This notebook performs a SQL query on the UW Madison database and does a hypothesis test comparing STEM and non-STEM classes. STEM classes are defined by which subjects have their books in the Teaching and Learning Research Guide for STEM and SBE libraries: https://researchguides.library.wisc.edu/teaching_learning
$H_0$ = There is no difference between GPAs of STEM and non-STEM classes
$H_A$ = There is a difference between the GPAs of STEM and non-STEM classes
from sqlalchemy import create_engine
from scipy import stats
import pandas as pd
import matplotlib.pyplot as plt
import numpy as np
import seaborn as sns
engine = create_engine('postgresql:///uw_madison')

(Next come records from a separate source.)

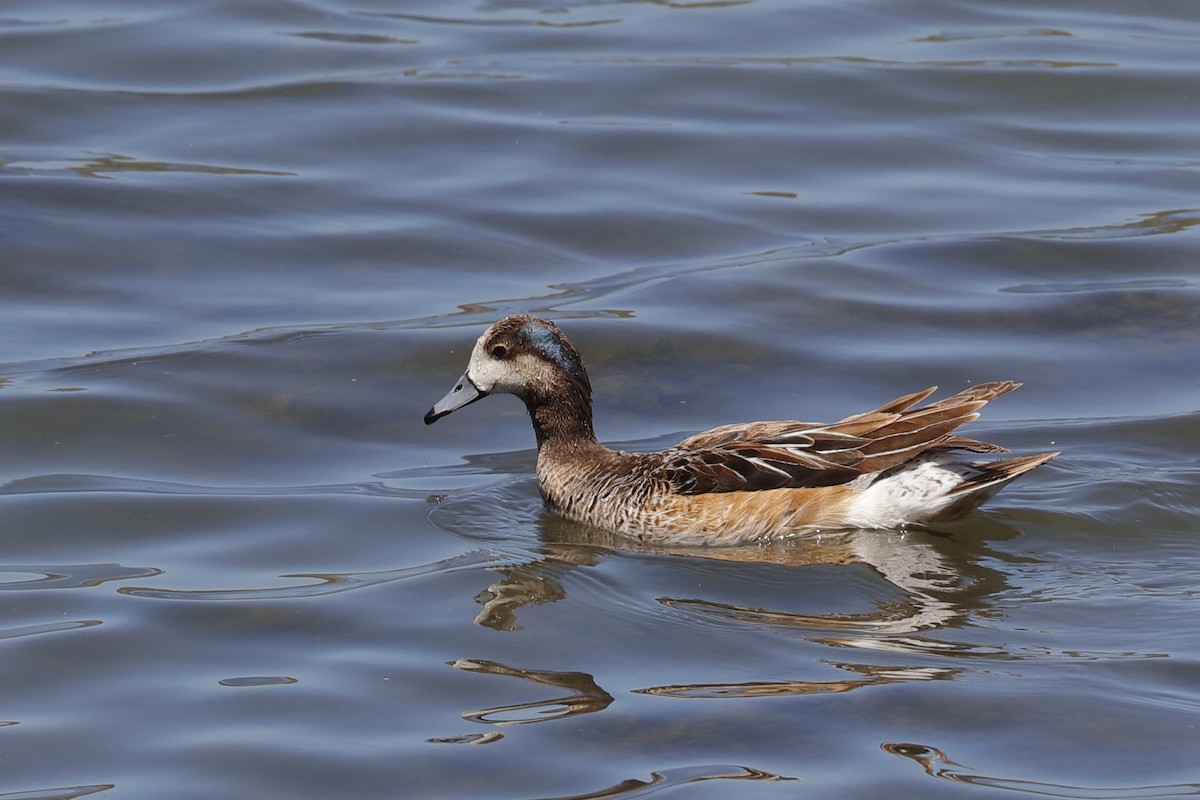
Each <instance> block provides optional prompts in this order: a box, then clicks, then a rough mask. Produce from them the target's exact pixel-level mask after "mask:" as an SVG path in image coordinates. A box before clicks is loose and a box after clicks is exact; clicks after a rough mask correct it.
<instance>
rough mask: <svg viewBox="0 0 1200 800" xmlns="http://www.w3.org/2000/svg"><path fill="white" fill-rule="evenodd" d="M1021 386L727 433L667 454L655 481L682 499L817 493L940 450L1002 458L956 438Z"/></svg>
mask: <svg viewBox="0 0 1200 800" xmlns="http://www.w3.org/2000/svg"><path fill="white" fill-rule="evenodd" d="M1018 386H1020V384H1016V383H1013V381H994V383H988V384H978V385H976V386H972V387H971V389H967V390H965V391H962V392H959V393H958V395H953V396H952V397H947V398H943V399H940V401H937V402H934V403H930V404H928V405H922V407H918V408H913V407H914V405H917V404H918V403H920V402H922V401H924V399H925V398H928V397H929V396H930V395H931V393H934V391H935V390H936V387H930V389H926V390H923V391H919V392H913V393H911V395H905V396H904V397H898V398H896V399H894V401H892V402H890V403H887V404H884V405H881V407H880V408H877V409H875V410H874V411H868V413H865V414H856V415H853V416H847V417H846V419H844V420H840V421H838V422H833V423H828V425H823V423H815V422H799V421H796V420H782V421H774V422H748V423H744V425H726V426H721V427H719V428H713V429H712V431H706V432H703V433H698V434H696V435H694V437H689V438H688V439H684V440H683V441H680V443H679V444H678V445H677V446H676V447H673V449H671V450H667V451H665V452H662V453H661V455H660V456H661V461H660V463H659V465H658V468H656V469H654V473H655V474H654V477H655V479H658V480H662V481H666V482H667V483H670V485H671V487H672V489H673V491H674V492H677V493H679V494H708V493H719V492H761V491H766V489H784V488H811V487H820V486H836V485H840V483H847V482H850V481H852V480H854V479H856V477H858V476H860V475H869V474H872V473H880V471H882V470H886V469H890V468H893V467H896V465H899V464H902V463H905V462H907V461H910V459H912V458H914V457H917V456H919V455H922V453H923V452H926V451H929V450H934V449H937V450H970V451H973V452H1002V451H1003V447H1000V446H997V445H991V444H986V443H982V441H977V440H974V439H968V438H966V437H959V435H954V434H953V431H954V429H955V428H958V427H959V426H960V425H964V423H966V422H971V421H972V420H976V419H978V416H979V414H978V411H979V409H980V408H983V407H984V405H985V404H986V403H988V402H989V401H991V399H992V398H995V397H998V396H1001V395H1003V393H1007V392H1010V391H1013V390H1014V389H1016V387H1018Z"/></svg>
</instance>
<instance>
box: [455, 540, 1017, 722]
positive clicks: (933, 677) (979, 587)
mask: <svg viewBox="0 0 1200 800" xmlns="http://www.w3.org/2000/svg"><path fill="white" fill-rule="evenodd" d="M1014 533H1015V531H1010V530H1009V529H1006V528H1003V527H1000V528H992V529H991V530H990V534H991V535H990V539H997V537H1006V536H1008V535H1012V534H1014ZM966 539H970V537H966ZM976 540H977V541H978V537H976ZM541 542H542V543H541V546H540V548H539V553H540V558H538V559H534V560H530V561H527V563H524V564H521V565H517V566H504V567H492V571H494V572H498V573H499V575H500V576H502V577H500V579H499V581H497V582H496V583H493V584H492V585H491V587H488V588H487V589H485V590H484V591H481V593H480V594H479V596H478V597H476V601H478V602H479V603H480V604H481V606H482V609H481V610H480V613H479V615H478V616H476V618H475V621H476V622H478V624H479V625H484V626H487V627H492V628H494V630H499V631H514V630H518V628H520V625H518V624H517V614H518V612H520V609H521V608H523V607H526V606H530V604H536V603H547V602H554V601H557V600H560V599H563V597H564V596H565V591H564V589H563V583H562V578H563V576H564V575H565V573H566V572H568V571H570V570H574V569H578V567H584V566H594V565H596V564H599V563H600V561H601V560H602V559H605V558H608V557H612V555H613V553H614V552H616V551H618V549H624V551H625V552H630V551H634V552H637V553H646V554H654V555H671V557H680V558H701V559H716V560H721V561H733V563H746V564H751V563H755V564H763V563H766V564H774V565H780V566H787V567H806V566H815V565H826V566H852V565H863V566H866V567H869V569H871V570H872V571H874V572H875V573H876V575H877V576H878V577H880V578H882V579H883V581H886V582H887V583H888V584H890V585H892V587H894V588H896V589H899V590H900V591H901V593H902V595H904V596H902V599H900V600H898V601H894V602H878V603H875V604H872V607H871V608H870V609H869V610H865V612H862V613H824V614H818V613H814V614H806V613H798V612H792V610H772V609H768V608H754V607H748V606H736V604H730V603H726V602H718V601H715V600H708V599H703V597H660V599H659V602H660V603H662V604H664V606H667V607H670V608H673V609H677V610H682V612H685V613H689V614H695V615H697V616H701V618H706V619H708V620H715V621H720V622H722V624H726V625H727V624H733V625H745V626H752V627H770V628H775V630H782V631H791V632H796V633H798V634H799V636H802V637H803V638H805V639H806V640H809V642H814V643H818V644H824V645H828V646H834V648H854V649H859V650H863V649H865V650H872V651H882V652H890V654H896V655H898V654H910V655H912V654H916V655H925V656H929V655H935V656H940V657H943V658H944V657H946V656H955V655H970V656H972V657H980V656H983V657H1001V658H1004V657H1014V656H1012V655H1010V654H1006V652H1003V651H998V650H990V649H988V648H985V646H982V645H977V644H972V643H964V642H954V640H949V639H947V638H944V631H946V630H947V628H953V627H956V626H961V625H962V624H964V621H965V620H966V619H967V618H968V616H970V615H971V614H973V613H977V612H978V610H979V609H980V606H982V602H983V599H984V597H986V596H988V595H989V594H992V593H995V591H996V590H997V589H1000V588H1002V587H1003V585H1004V579H1003V576H1002V575H1001V573H1000V572H997V571H995V570H991V569H988V567H984V566H980V565H979V564H978V561H979V559H980V555H982V554H983V552H984V551H985V548H984V546H982V545H974V546H971V545H964V543H962V542H961V541H959V540H958V539H955V537H954V536H949V535H946V534H937V533H934V531H926V530H920V531H878V530H871V531H865V530H851V531H840V533H834V534H826V535H822V536H814V537H806V539H800V540H793V541H779V542H772V543H767V545H751V546H745V547H736V548H720V549H716V548H707V549H697V548H670V547H664V546H650V545H640V543H635V542H630V541H628V540H624V539H618V537H616V536H613V535H611V534H607V533H605V531H598V530H594V529H588V528H584V527H581V525H577V524H575V523H569V522H565V521H558V519H554V518H550V517H547V518H545V519H544V521H542V522H541ZM934 631H937V632H938V638H932V637H930V636H928V634H926V632H934ZM472 663H484V662H472ZM826 663H828V664H832V666H833V667H835V668H838V669H842V670H845V672H846V673H850V675H847V676H846V678H845V679H841V680H778V681H750V682H707V684H671V685H661V686H649V687H644V688H638V690H634V692H635V693H640V694H655V696H662V697H677V698H712V699H716V698H751V697H772V696H803V694H829V693H840V692H848V691H852V690H857V688H862V687H866V686H882V685H888V684H896V682H904V681H931V680H946V679H950V678H954V676H955V675H958V674H959V672H960V669H959V668H958V667H955V666H953V664H947V666H896V664H874V663H870V664H869V663H856V662H852V661H842V660H839V661H827V662H826ZM456 666H458V664H456ZM490 672H493V670H490ZM496 674H515V675H520V676H524V678H527V679H532V680H539V681H541V682H556V684H557V685H568V682H565V681H564V679H562V678H559V679H558V680H550V679H548V678H547V675H569V676H571V678H570V681H572V682H571V684H570V685H572V686H575V687H578V686H583V685H587V686H588V687H589V688H588V690H587V691H583V692H582V693H581V694H578V696H577V698H576V699H574V700H570V702H568V700H566V699H557V700H548V702H546V703H539V704H530V705H529V706H528V708H545V705H546V704H558V705H560V706H562V708H564V709H566V710H568V712H575V714H577V712H587V711H594V710H600V709H601V708H604V705H607V703H604V704H602V705H598V704H596V702H595V698H598V697H604V698H608V699H611V698H610V697H608V694H607V693H606V692H604V690H600V688H599V686H596V685H595V684H594V681H593V680H592V678H590V676H588V675H583V674H582V673H538V672H534V670H521V669H514V668H508V667H505V668H503V670H502V672H496ZM581 676H582V678H586V679H587V681H586V684H584V682H583V681H582V678H581ZM578 698H584V699H586V702H584V699H578ZM524 708H526V706H520V705H518V706H503V708H502V709H485V710H482V711H478V712H472V714H468V715H464V716H466V717H467V718H473V720H476V721H490V720H488V718H490V717H491V716H494V715H497V714H500V712H502V711H509V710H522V709H524ZM536 718H538V720H541V718H546V716H544V715H540V716H538V717H536ZM522 721H533V720H522Z"/></svg>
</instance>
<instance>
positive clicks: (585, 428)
mask: <svg viewBox="0 0 1200 800" xmlns="http://www.w3.org/2000/svg"><path fill="white" fill-rule="evenodd" d="M572 389H574V390H575V391H568V392H557V393H556V395H554V396H553V397H538V396H533V397H528V398H526V401H524V403H526V408H527V409H529V419H530V420H532V421H533V432H534V434H535V435H536V437H538V450H539V451H540V450H541V449H542V447H545V446H581V445H582V446H588V445H594V444H596V434H595V431H594V429H593V427H592V398H590V397H589V396H588V393H586V392H584V391H582V389H581V387H577V386H576V387H572Z"/></svg>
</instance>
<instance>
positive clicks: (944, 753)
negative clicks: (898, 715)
mask: <svg viewBox="0 0 1200 800" xmlns="http://www.w3.org/2000/svg"><path fill="white" fill-rule="evenodd" d="M881 747H882V748H883V751H884V752H888V753H892V754H893V756H900V757H901V758H907V759H910V760H912V762H916V763H917V764H919V765H920V768H922V769H923V770H925V774H926V775H930V776H931V777H936V778H941V780H943V781H950V782H953V783H966V784H970V786H986V787H992V788H996V789H1009V790H1012V792H1022V793H1025V794H1033V795H1037V796H1039V798H1070V799H1073V800H1142V799H1144V798H1194V796H1198V795H1200V783H1162V784H1152V786H1132V787H1082V786H1068V784H1066V783H1050V782H1045V781H1028V780H1022V778H1010V777H998V776H994V775H979V774H976V772H971V771H968V770H966V769H965V768H964V766H962V764H958V763H955V762H953V760H952V759H950V758H949V757H948V756H947V754H946V753H944V752H942V751H941V750H938V748H937V747H930V746H928V745H918V744H912V742H886V744H883V745H881Z"/></svg>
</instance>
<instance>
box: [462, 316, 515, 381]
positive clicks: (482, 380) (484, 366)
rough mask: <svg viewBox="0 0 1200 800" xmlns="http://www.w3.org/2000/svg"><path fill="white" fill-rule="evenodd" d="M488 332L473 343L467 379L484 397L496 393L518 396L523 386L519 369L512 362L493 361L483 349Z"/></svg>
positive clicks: (509, 361) (510, 361)
mask: <svg viewBox="0 0 1200 800" xmlns="http://www.w3.org/2000/svg"><path fill="white" fill-rule="evenodd" d="M490 332H491V331H487V332H485V333H484V335H482V336H480V337H479V341H478V342H475V348H474V349H473V350H472V351H470V361H469V362H468V363H467V377H468V378H470V383H473V384H475V387H476V389H479V391H481V392H484V393H485V395H490V393H496V392H500V393H509V395H518V393H521V389H522V386H523V385H524V380H523V379H522V375H521V372H520V369H517V368H516V366H515V363H514V362H512V361H503V360H500V359H494V357H492V355H491V354H490V353H487V350H485V349H484V339H486V338H487V333H490Z"/></svg>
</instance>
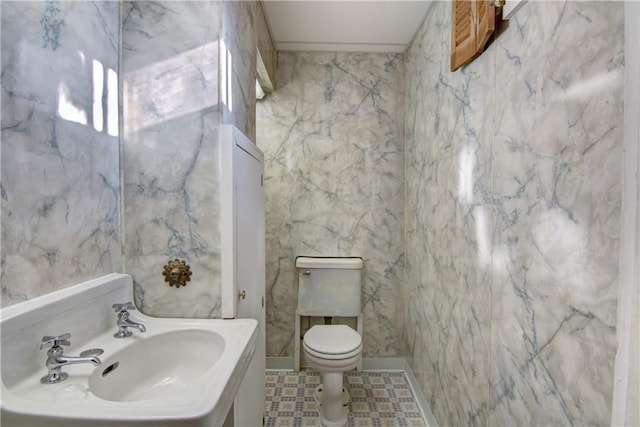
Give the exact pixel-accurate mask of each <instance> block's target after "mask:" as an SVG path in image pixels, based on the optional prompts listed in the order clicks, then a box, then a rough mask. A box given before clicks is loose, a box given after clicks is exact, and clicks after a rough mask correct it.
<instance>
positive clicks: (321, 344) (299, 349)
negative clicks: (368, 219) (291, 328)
mask: <svg viewBox="0 0 640 427" xmlns="http://www.w3.org/2000/svg"><path fill="white" fill-rule="evenodd" d="M296 268H297V270H298V308H297V309H296V323H295V335H296V337H299V336H300V317H301V316H309V317H324V318H325V323H327V322H328V318H336V317H337V318H342V317H355V318H357V329H358V331H355V330H353V329H352V328H350V327H349V326H347V325H327V324H325V325H316V326H313V327H311V328H310V329H309V330H308V331H307V333H305V334H304V337H303V338H302V345H300V341H299V340H296V344H295V346H294V352H295V356H294V358H295V362H294V367H295V369H296V370H298V369H299V368H300V354H301V353H303V354H304V356H305V359H306V361H307V364H308V365H309V367H310V368H312V369H314V370H315V371H317V372H319V373H320V374H321V375H322V384H321V385H320V386H319V387H318V388H317V389H316V392H315V393H314V397H315V399H316V402H318V413H319V415H320V424H321V425H322V426H323V427H344V426H346V425H347V420H348V416H347V413H348V403H349V392H348V391H347V390H346V389H345V388H344V387H343V374H344V373H345V372H346V371H349V370H351V369H354V368H358V369H361V368H362V330H363V329H362V327H363V325H362V306H361V302H362V298H361V293H362V292H361V291H362V289H361V285H362V270H363V268H364V263H363V261H362V258H358V257H346V258H334V257H303V256H300V257H297V258H296ZM300 347H302V351H301V349H300Z"/></svg>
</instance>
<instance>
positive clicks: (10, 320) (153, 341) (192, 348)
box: [0, 274, 257, 427]
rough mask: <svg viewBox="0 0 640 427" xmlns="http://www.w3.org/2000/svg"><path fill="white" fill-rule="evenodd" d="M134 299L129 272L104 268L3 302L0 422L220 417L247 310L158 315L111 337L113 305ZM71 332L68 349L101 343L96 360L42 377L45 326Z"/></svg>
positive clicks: (92, 424) (151, 419)
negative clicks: (128, 272) (13, 305)
mask: <svg viewBox="0 0 640 427" xmlns="http://www.w3.org/2000/svg"><path fill="white" fill-rule="evenodd" d="M132 300H133V284H132V281H131V277H130V276H128V275H122V274H110V275H107V276H104V277H101V278H99V279H96V280H92V281H89V282H85V283H82V284H79V285H76V286H72V287H69V288H66V289H63V290H61V291H57V292H53V293H51V294H48V295H45V296H43V297H39V298H35V299H33V300H30V301H26V302H24V303H20V304H16V305H14V306H10V307H7V308H6V309H3V310H2V319H1V327H2V335H1V337H2V352H1V357H2V360H1V362H2V363H1V366H0V367H1V373H2V390H1V394H0V396H1V399H2V402H1V407H0V424H2V425H7V426H12V427H22V426H24V427H45V426H46V427H94V426H95V427H112V426H113V427H115V426H117V427H136V426H140V425H145V426H153V427H165V426H167V427H168V426H174V427H175V426H176V425H179V426H180V427H204V426H206V427H216V426H222V425H223V424H224V423H225V419H226V418H227V414H228V413H229V410H230V409H231V407H232V404H233V400H234V398H235V395H236V394H237V392H238V389H239V387H240V383H241V382H242V380H243V378H244V375H245V372H246V371H247V368H248V366H249V362H250V361H251V358H252V357H253V353H254V350H255V342H256V336H257V322H256V321H255V320H253V319H232V320H222V319H164V318H154V317H150V316H146V315H144V314H142V313H140V312H138V311H131V318H132V320H134V321H136V322H140V323H143V324H144V325H145V326H146V332H145V333H140V332H139V331H137V330H133V336H131V337H128V338H122V339H119V338H114V337H113V334H114V332H116V330H117V328H116V327H115V320H116V314H115V313H114V311H113V309H112V308H111V306H112V305H113V304H114V303H123V302H127V301H132ZM66 332H69V333H70V334H71V339H70V341H71V345H70V346H68V347H65V348H64V353H65V355H69V356H78V355H79V354H80V353H82V352H83V351H85V350H90V349H96V348H99V349H102V350H104V351H103V353H102V354H100V355H99V358H100V359H101V361H102V364H101V365H99V366H94V365H92V364H78V365H70V366H65V367H64V368H63V371H64V372H66V373H68V374H69V377H68V378H67V380H65V381H63V382H59V383H56V384H41V383H40V378H41V377H42V376H43V375H45V374H46V373H47V369H46V368H45V365H44V362H45V359H46V352H45V351H42V350H40V349H39V346H40V342H41V339H42V337H43V336H45V335H52V336H55V335H61V334H64V333H66Z"/></svg>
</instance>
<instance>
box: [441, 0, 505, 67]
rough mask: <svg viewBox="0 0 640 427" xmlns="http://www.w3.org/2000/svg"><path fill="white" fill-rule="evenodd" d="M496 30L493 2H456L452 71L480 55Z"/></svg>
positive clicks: (452, 20)
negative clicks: (491, 35)
mask: <svg viewBox="0 0 640 427" xmlns="http://www.w3.org/2000/svg"><path fill="white" fill-rule="evenodd" d="M495 28H496V9H495V6H494V5H493V1H483V0H454V1H453V2H452V16H451V71H455V70H457V69H458V68H460V67H462V66H463V65H465V64H468V63H469V62H471V61H472V60H473V59H474V58H475V57H477V56H478V55H480V54H481V53H482V51H483V50H484V48H485V46H486V45H487V42H488V41H489V38H490V37H491V35H492V34H493V32H494V31H495Z"/></svg>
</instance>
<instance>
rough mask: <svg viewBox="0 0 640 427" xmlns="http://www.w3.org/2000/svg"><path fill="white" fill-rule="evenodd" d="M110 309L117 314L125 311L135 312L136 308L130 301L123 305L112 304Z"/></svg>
mask: <svg viewBox="0 0 640 427" xmlns="http://www.w3.org/2000/svg"><path fill="white" fill-rule="evenodd" d="M111 308H113V309H114V310H115V312H116V313H119V312H121V311H125V310H135V309H136V306H135V305H133V303H132V302H131V301H128V302H125V303H124V304H113V305H112V306H111Z"/></svg>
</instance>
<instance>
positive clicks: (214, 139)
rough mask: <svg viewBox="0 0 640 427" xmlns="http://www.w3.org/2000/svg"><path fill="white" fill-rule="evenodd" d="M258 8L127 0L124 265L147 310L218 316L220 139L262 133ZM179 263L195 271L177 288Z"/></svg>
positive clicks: (211, 1)
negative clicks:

stem_query = """SELECT * FROM stem_classes;"""
stem_df = pd.read_sql(stem_query, engine)
stem_df.describe()
non_stem_query = """SELECT * FROM non_stem_classes;"""
non_stem_df = pd.read_sql(non_stem_query, engine)
non_stem_df.describe()
stem_df = stem_df.loc[stem_df['section_gpa'] != 4.0]['section_gpa']
stem_df.describe()
non_stem_df = non_stem_df.loc[non_stem_df['section_gpa'] != 4.0]['section_gpa']
non_stem_df.describe()
stem_choice = np.random.choice(stem_df, size=2000, replace=False)
non_stem_choice = np.random.choice(non_stem_df, size=2000, replace=False)
fig, ax = plt.subplots()
ax.hist(stem_choice, density=True, color='#1f77b4', alpha=0.5, bins=50, range=(1.0, 4.0), label='STEM Classes')
ax.axvline(stem_choice.mean(), color='#1f77b4', alpha=1, linestyle='dashed',label='STEM Class Mean')
ax.hist(non_stem_choice, density=True, color='#ff7f0e', alpha=0.5, bins=50, range=(1.0, 4.0), label='Non-STEM Classes')
ax.axvline(non_stem_choice.mean(), color='#ff7f0e', alpha=1, linestyle='dashed', label='Non-STEM Class Mean')
ax.legend()
ax.set_xlabel('GPA');
stats.ttest_ind(stem_choice, non_stem_choice, equal_var=False)
The T-statistic and shapes of the histograms show that the GPAs for STEM and non-STEM classes are different and the p-value shows that the differences are significant.
As such, we reject the null hypothesis.